The University of Cambridge is the second-oldest university in the English-speaking world and is regarded as one of the world's top five universities. The University of Cambridge is a member of the Russell Group, a network of research-led British universities; the Coimbra Group, an association of leading European universities; the League of European Research Universities; and the International Alliance of Research Universities.
The University of Cambridge is rich in history - its famous Colleges and University buildings attract visitors from all over the world. But the University's museums and collections also hold many treasures which give an exciting insight into some of the scholarly activities, both past and present, of the University's academics and students.
The University of Cambridge is one of the world's oldest universities and leading academic centres, and a self-governed community of scholars. Its reputation for outstanding academic achievement is known world-wide and reflects the intellectual achievement of its students, as well as the world-class original research carried out by the staff of the University and the Colleges.
Many of the University's customs and unusual terminology can be traced to roots in the early years of the University's long history, and this booklet looks to the past to find the origins of much that is distinctive in the University of today.
The university occupies a central location within the city of Cambridge, with the students taking up a significant proportion of the town's population and heavily affecting the age structure. Most of the older colleges are situated nearby the city centre and river Cam, along which it is traditional to punt to appreciate the buildings and surroundings.
Cambridge is a collegiate university, meaning that it is made up of self-governing and independent colleges, each with its own property and income. Most colleges bring together academics and students from a broad range of disciplines, and within each faculty, school or department within the university, academics from many different colleges will be found.
Accommodation is served by each college individually, and varies strongly. Most colleges own houses and flats within Cambridge, but can also offer rooms for undergraduates for all three years of study. The Accommodation Service is also available to help organise private rented accommodation in the town.
The academic year is divided into three academic terms, determined by the Statutes of the University. Michaelmas term lasts from October to December; Lent term from January to March; and Easter term from April to June.
The University of Cambridge has research departments and teaching faculties in most academic disciplines. All research and lectures are conducted by university departments. The colleges are in charge of giving or arranging most supervisions, student accommodation, and funding most extracurricular activities.
The university has over 100 libraries. The Cambridge University Library is the central research library, which holds over 8 million volumes. It is a legal deposit library, therefore it is entitled to request a free copy of every book published in the UK and Ireland.
Cambridge University operates eight arts, cultural, and scientific museums, and a botanic garden. The Fitzwilliam Museum, is the art and antiquities museum, the Kettle's Yard is a contemporary art gallery, the Museum of Archaeology and Anthropology houses the university's collections of local antiquities, together with archaeological and ethnographic artefacts from around the world, the Cambridge University Museum of Zoology houses a wide range of zoological specimens from around the world and is known for its iconic finback whale skeleton that hangs outside.

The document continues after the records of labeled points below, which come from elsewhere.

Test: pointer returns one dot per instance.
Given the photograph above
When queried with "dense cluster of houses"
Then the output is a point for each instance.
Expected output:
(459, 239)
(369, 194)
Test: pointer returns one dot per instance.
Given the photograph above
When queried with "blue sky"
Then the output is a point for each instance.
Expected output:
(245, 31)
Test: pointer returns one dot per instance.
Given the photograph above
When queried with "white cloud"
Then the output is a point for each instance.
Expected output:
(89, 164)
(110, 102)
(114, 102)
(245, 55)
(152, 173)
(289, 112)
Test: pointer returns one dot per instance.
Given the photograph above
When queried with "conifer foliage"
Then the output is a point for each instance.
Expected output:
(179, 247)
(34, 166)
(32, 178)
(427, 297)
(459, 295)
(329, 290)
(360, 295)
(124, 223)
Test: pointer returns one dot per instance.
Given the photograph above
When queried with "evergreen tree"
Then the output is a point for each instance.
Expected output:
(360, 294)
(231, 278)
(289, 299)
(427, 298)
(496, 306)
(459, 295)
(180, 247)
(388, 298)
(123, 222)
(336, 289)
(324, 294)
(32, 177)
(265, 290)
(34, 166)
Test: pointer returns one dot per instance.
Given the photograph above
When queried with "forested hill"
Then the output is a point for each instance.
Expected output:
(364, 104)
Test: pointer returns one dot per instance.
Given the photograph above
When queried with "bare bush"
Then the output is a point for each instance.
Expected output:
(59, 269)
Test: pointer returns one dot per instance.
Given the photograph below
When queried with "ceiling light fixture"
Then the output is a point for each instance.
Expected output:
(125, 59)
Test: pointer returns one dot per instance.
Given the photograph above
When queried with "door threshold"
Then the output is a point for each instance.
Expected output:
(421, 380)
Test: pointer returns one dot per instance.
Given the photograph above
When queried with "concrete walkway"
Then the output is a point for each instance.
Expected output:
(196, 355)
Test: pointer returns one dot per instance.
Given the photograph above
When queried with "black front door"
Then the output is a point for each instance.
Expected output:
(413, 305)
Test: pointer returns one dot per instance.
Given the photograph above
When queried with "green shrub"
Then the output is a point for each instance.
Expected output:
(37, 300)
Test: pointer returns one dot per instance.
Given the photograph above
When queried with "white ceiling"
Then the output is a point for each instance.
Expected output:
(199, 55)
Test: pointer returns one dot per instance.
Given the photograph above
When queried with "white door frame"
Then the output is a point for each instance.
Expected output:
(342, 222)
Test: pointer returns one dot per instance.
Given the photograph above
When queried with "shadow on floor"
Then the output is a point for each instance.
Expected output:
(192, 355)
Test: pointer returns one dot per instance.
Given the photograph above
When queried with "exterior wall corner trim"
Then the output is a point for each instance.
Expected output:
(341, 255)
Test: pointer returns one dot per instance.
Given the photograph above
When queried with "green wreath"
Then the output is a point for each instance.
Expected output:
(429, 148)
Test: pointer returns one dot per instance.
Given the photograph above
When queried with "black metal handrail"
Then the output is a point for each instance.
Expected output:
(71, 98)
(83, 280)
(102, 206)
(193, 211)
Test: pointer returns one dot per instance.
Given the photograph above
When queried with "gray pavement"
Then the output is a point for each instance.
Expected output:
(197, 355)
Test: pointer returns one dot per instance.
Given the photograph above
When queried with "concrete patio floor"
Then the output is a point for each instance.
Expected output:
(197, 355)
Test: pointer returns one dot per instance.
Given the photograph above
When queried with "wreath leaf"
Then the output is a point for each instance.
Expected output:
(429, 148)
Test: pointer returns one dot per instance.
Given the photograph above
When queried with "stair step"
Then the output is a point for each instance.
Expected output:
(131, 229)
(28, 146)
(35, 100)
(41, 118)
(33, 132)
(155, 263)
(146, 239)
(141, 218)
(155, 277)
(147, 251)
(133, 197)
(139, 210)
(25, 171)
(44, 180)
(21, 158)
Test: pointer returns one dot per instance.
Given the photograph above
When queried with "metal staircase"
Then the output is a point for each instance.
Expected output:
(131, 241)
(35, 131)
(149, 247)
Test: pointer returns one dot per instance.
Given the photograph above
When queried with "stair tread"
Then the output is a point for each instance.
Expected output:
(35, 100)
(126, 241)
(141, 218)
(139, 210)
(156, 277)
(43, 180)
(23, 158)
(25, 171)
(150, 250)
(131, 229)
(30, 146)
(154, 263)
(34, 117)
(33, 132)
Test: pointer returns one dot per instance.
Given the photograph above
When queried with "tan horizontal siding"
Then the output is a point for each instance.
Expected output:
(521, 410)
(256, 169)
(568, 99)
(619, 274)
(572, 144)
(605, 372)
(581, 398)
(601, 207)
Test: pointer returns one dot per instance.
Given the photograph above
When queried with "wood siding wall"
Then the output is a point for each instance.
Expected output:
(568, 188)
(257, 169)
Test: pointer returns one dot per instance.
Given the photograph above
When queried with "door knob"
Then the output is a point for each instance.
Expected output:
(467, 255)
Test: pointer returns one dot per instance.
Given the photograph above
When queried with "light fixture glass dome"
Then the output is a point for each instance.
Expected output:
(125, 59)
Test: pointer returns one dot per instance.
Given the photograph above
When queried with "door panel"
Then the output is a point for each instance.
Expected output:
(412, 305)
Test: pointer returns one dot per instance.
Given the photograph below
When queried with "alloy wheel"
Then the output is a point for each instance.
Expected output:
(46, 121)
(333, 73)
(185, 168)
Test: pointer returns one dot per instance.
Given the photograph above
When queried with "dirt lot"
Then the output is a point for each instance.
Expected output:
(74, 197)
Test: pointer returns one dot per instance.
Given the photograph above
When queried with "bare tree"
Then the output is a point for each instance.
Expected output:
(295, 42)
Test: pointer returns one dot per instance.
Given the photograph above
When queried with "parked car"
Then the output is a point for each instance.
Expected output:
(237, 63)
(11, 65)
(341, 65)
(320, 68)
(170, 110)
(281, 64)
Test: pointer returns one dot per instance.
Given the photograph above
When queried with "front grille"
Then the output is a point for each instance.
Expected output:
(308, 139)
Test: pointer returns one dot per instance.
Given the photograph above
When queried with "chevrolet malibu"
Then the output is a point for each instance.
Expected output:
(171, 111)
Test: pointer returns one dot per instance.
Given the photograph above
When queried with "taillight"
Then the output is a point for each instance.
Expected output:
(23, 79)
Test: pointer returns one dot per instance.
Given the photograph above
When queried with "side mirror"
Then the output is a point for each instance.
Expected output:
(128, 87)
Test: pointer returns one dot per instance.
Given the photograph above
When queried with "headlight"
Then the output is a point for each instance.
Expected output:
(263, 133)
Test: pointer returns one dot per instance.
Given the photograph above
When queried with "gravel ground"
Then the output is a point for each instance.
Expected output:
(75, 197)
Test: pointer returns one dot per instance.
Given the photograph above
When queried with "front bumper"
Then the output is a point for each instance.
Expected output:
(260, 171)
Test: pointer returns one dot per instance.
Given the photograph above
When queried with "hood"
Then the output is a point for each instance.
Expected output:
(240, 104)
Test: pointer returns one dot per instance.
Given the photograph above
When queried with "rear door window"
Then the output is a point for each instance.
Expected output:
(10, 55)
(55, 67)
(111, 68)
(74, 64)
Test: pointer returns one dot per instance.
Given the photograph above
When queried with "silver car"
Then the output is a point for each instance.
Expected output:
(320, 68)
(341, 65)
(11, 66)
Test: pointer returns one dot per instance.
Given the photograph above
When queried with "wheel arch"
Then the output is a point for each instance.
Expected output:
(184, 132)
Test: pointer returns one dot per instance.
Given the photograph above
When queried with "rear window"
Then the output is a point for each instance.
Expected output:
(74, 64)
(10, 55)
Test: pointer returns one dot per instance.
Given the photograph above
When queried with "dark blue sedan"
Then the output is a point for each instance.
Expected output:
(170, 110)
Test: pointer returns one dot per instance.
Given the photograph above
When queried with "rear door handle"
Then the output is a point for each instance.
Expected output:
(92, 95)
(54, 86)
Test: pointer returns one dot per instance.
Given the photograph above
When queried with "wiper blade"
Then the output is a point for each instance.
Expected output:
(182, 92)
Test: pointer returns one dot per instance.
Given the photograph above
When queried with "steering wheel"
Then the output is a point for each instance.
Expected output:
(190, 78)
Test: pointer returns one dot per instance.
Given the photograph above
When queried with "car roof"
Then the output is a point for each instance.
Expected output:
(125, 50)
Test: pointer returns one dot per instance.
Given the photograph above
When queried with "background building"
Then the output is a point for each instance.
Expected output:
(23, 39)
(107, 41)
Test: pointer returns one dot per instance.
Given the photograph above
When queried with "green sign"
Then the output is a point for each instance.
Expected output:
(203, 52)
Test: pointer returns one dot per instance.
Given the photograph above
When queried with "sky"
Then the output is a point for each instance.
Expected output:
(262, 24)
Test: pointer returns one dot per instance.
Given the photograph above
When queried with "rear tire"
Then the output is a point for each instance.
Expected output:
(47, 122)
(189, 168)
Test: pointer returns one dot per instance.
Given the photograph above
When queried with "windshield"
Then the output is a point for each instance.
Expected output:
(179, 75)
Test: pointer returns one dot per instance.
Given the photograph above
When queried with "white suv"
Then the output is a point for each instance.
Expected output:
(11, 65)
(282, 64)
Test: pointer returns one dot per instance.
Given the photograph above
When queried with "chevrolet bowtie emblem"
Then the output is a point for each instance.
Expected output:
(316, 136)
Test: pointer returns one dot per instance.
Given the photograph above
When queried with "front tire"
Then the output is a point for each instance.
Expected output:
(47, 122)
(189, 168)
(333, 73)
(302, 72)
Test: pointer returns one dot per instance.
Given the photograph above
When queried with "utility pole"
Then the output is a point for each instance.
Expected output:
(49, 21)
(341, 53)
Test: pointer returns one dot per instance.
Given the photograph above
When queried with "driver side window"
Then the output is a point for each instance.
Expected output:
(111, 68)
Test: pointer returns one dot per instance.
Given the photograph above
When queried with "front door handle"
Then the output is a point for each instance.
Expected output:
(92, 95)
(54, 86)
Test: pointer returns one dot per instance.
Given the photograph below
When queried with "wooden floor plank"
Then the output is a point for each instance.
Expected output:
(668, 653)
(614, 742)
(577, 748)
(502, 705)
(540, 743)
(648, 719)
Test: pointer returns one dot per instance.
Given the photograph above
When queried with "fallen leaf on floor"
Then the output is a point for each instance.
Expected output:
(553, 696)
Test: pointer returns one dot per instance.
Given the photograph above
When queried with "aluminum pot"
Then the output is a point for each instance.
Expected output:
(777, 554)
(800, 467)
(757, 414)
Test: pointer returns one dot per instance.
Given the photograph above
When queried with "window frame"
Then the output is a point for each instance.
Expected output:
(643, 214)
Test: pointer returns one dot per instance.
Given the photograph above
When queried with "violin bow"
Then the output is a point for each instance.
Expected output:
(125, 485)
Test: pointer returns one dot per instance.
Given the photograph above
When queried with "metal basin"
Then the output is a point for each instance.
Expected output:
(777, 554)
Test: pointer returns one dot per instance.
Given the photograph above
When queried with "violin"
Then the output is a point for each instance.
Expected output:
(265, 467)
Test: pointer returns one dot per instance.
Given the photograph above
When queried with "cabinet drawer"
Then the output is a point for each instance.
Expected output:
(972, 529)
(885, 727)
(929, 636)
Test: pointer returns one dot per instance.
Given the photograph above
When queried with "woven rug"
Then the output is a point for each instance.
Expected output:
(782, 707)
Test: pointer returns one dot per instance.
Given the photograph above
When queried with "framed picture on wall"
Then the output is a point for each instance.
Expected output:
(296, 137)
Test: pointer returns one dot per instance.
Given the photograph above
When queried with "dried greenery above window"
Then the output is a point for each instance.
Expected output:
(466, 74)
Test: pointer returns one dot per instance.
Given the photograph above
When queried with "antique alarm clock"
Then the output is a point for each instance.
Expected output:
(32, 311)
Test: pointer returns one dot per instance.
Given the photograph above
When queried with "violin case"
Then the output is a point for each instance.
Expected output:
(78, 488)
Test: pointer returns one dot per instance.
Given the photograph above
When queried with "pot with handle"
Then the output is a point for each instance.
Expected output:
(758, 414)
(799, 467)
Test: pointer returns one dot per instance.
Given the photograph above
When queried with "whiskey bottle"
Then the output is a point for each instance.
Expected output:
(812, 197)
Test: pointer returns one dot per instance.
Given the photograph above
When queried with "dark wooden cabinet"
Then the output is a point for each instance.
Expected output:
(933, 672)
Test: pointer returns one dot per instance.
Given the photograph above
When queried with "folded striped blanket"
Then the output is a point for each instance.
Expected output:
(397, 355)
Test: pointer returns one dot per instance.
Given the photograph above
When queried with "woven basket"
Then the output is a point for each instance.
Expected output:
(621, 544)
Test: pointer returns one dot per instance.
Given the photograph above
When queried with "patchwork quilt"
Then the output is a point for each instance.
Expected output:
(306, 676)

The university's publishing arm, the Cambridge University Press, is the oldest printer and publisher in the world, and it is the second largest university press in the world.
The Cambridge University Students' Union (CUSU) serves to represent all the students within the University which automatically become members upon arrival.
Rowing is a particularly popular sport at Cambridge, and there are competitions between colleges, notably the bumps races, and against Oxford, the Boat Race. There are also Varsity matches against Oxford in many other sports, ranging from cricket and rugby, to chess and tiddlywinks.
Numerous student-run societies exist in order to encourage people who share a common passion or interest to periodically meet or discuss.
The largest, and only independent, student newspaper is Varsity (Cambridge). Other student publications include The Cambridge Student, which is funded by Cambridge University Students’ Union and goes to print on a fortnightly basis, and The Tab.